Why this focus in infosec? My hypothesis is because non-techies are scared of what “hackers” (of any color hat) can do. The security pros, therefore, voluntarily adopted these codes of conduct primarily for PR reasons, as they have little punitive force against anyone who is willing to violate them in the first place. It’s like the wizards in certain fantasy books who have taken strong oaths so the general public won’t resent / fear / lynch them. The fact that “wizard” has often been used to describe someone who is very computer savvy is, I’m sure, a coincidence.

Why do I say this? It’s pretty obvious, huh? There are “black hats”, who try to break in to systems, and “white hats” who are the defenders. It’s like the Alamo (with approximately the same odds, but hopefully a better outcome for the defenders.) The only gray area are those misleadingly named “penetration testers”, who are sort of like undercover cops without the corresponding oversight. (This is not a judgment, just an observation.)

What I’m interested in is people’s opinions on other “gray” areas. I’m not saying whether I have or have not done any of these things, nor am I defending any of my own actions (which are, of course, always above reproach.) I’m just curious what people think about them. Think of it as a game of infosec “Scruples”. Remember the question is, Is it (or can it be) ethical? Not, Is it legal? which isn’t the same question in most moral systems.
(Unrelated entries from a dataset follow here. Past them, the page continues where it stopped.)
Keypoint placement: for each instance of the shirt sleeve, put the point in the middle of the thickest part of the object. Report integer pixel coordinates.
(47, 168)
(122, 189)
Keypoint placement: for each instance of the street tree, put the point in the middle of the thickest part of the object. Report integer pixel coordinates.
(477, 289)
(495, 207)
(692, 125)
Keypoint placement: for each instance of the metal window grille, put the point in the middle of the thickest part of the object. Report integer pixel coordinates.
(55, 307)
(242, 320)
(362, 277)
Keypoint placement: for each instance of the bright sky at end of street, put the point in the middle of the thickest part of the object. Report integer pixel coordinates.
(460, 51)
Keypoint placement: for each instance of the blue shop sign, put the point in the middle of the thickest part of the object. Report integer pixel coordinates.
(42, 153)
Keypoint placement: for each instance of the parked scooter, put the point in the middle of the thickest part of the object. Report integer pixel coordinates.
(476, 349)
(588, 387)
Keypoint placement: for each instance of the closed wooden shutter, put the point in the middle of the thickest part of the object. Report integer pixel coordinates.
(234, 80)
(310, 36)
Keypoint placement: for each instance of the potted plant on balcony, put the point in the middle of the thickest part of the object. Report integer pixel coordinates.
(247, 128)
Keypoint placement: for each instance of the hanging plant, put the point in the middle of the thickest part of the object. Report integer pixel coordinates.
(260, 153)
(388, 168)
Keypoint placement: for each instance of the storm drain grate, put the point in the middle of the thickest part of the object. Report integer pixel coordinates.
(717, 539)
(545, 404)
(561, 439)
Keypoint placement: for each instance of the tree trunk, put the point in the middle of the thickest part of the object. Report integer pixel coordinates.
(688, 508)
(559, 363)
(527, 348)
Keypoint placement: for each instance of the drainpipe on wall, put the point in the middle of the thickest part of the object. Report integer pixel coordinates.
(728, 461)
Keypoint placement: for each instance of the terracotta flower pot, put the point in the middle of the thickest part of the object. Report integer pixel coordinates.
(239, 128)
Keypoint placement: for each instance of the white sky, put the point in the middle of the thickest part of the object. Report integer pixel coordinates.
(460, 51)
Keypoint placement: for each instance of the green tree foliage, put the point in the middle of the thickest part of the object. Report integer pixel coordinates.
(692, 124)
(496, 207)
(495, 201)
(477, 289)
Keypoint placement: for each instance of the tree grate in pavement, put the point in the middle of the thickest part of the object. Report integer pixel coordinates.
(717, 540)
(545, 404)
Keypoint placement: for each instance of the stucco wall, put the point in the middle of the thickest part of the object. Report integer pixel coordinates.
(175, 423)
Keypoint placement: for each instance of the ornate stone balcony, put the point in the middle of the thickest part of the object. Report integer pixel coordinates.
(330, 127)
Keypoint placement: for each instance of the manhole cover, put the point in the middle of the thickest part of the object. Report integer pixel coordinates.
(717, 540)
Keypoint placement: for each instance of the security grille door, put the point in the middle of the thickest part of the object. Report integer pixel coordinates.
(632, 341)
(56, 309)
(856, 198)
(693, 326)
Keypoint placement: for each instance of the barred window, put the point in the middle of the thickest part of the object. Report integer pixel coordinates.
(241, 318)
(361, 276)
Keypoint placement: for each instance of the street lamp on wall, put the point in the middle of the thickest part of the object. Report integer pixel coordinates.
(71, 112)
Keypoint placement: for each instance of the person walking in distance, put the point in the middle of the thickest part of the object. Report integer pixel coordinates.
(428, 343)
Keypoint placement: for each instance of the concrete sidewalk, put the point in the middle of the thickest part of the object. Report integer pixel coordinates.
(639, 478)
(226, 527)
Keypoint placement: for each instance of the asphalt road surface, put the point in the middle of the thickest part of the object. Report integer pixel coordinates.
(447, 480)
– Can an intelligence agency break in to other countries’ computers for general intel gathering?
– Can they break in to computers if they believe the information is vital to national defense?
– Is offensive cyberwar as part of a physical conflict acceptable (i.e., hack comms systems.)?
– How about corporate espionage?
– Should local laws and mores be taken in to account?
– Can undercover cops hack machines of suspected criminals? Can they hack to prove themselves to criminals (similar to doing drugs in front of a drug dealer to prove you’re not a cop.)?
– Are “hacktivists” who break in to computers of suspected criminals like child porn dealers acting ethically?
– What if they break in to third party computers to catch the criminals?
– What if it’s not criminals at all but people or organizations that they believe are “wrong”)? Like if PETA was to hack in to a Japanese whaling company’s servers.
– What if it’s a person who is harassing / stalking / threatening / inciting hate against someone else?
– What if the someone else is a friend or family member you want to help?
– Is it ethical to help a friend access their spouse’s email if they suspect adultery?
– What are other gray area you can think of?